After two o'clock on this June day the angler will probably find that it becomes increasingly difficult to find a rising trout, and that when one is found, it is not nearly so ready to take his fly. By working hard all the afternoon he may add a brace more to his basket, and he must decide for himself whether this extra brace is worth two or three hours of watching and walking and crawling and kneeling and effort. If he has done pretty well by two o'clock, and if the rise has then become very slack, he may find it more pleasant to leave off for a few hours and arrange the rest of his day so as to come fresh and strong and keen to the evening rise. One difficulty about the evening rise is to settle the time for dining. After various experiments I have found it best to have dinner, if possible, between five and six. Two conditions are essential for this, one is, that there should be some place near the river where dinner can be had, and the other, that the angler should not have eaten much luncheon. The latter of these conditions is not only always possible, but easy out of doors: the former one is generally present on the Itchen or Test, where numerous villages with inns are to be found all along the river valleys. Having dined, the angler can call the whole of the long June evening his own, and may enjoy that sense of perfect freedom, strength and patience which is so valuable, and which in fishing is destroyed by hunger or the thought of a fixed dinner hour ahead.

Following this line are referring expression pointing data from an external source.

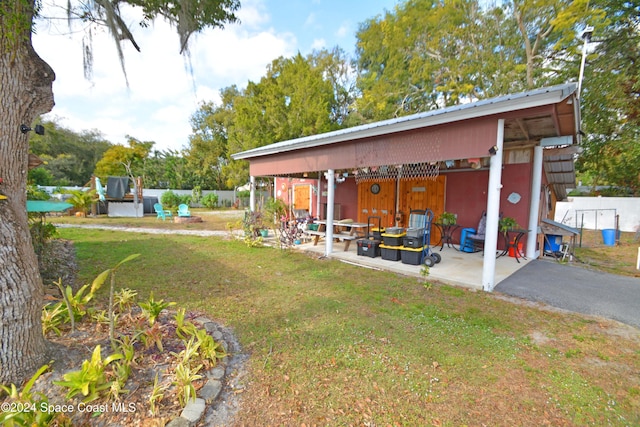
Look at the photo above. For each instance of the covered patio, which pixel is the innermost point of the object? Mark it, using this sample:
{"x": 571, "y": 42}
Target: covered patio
{"x": 493, "y": 156}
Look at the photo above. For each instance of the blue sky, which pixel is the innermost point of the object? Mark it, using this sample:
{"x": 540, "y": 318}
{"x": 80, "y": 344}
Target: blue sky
{"x": 162, "y": 94}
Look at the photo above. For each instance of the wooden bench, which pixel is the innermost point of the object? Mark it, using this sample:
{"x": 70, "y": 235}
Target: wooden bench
{"x": 316, "y": 234}
{"x": 345, "y": 237}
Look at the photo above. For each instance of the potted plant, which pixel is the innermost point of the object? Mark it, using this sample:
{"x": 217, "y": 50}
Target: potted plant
{"x": 507, "y": 223}
{"x": 448, "y": 218}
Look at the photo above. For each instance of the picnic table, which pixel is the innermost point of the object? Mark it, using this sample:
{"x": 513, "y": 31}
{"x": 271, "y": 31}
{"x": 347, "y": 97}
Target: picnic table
{"x": 352, "y": 231}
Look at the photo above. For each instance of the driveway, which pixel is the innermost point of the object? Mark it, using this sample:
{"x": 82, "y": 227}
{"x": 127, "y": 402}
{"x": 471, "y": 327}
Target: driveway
{"x": 576, "y": 289}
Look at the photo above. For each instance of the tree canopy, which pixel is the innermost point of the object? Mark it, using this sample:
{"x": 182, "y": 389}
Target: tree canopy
{"x": 298, "y": 96}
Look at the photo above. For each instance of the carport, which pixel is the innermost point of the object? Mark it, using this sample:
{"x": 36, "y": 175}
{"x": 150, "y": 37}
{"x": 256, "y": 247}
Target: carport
{"x": 514, "y": 142}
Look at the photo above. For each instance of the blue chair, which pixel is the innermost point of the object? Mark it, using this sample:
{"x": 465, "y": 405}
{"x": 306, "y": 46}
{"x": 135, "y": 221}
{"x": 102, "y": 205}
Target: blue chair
{"x": 162, "y": 213}
{"x": 183, "y": 210}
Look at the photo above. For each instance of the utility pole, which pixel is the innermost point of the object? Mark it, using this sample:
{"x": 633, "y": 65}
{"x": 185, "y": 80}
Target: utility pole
{"x": 586, "y": 35}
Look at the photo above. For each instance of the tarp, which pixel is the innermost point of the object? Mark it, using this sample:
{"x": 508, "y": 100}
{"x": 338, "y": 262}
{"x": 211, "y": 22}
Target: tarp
{"x": 117, "y": 187}
{"x": 44, "y": 206}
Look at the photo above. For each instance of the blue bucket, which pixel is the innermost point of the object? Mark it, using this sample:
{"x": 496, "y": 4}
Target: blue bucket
{"x": 609, "y": 236}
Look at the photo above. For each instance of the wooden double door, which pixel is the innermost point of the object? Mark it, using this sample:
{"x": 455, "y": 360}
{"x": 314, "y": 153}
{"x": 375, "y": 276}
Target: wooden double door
{"x": 378, "y": 199}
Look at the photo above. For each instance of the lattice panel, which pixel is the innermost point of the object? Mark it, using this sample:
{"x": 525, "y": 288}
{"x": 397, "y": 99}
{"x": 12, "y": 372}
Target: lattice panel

I must own that I do not appreciate the evening rise so well as that in the morning; and there are various reasons for this. In the first place, there is a more definite limit to the end of the evening rise. It is often nearly eight o'clock when it begins, and you know then that the light cannot last for more than an hour. Now part of the charm of the morning rise is the prospect of indefinite length. It may only last a short time, but it may go on for hours, and you feel at the beginning that its possibilities are unknown. There is nothing of this with a late evening rise. On the contrary, you feel in a hurry because the time must be short. If a rising trout will not take your fly, you begin to fidget as to whether it will be better to stick to that fish or to try another, and if half-an-hour passes without any success, the threat of an absolutely blank evening makes itself felt. There is a story of a thrifty and anxious housewife, who used to call her household early on Monday mornings in terms like these, " Get up! get up at once ! to-day's Monday, to-morrow's Tuesday, next day's Wednesday, here's half the week gone and no work done!" It is some such fidgety anxiety that comes over me, if I do not get a fish soon in the evening rise. I seem to have the anticipation of complete failure. The time is so short; the beginning and the end of the rise are so near together, that failure in the first part seems a presage of failure in the whole.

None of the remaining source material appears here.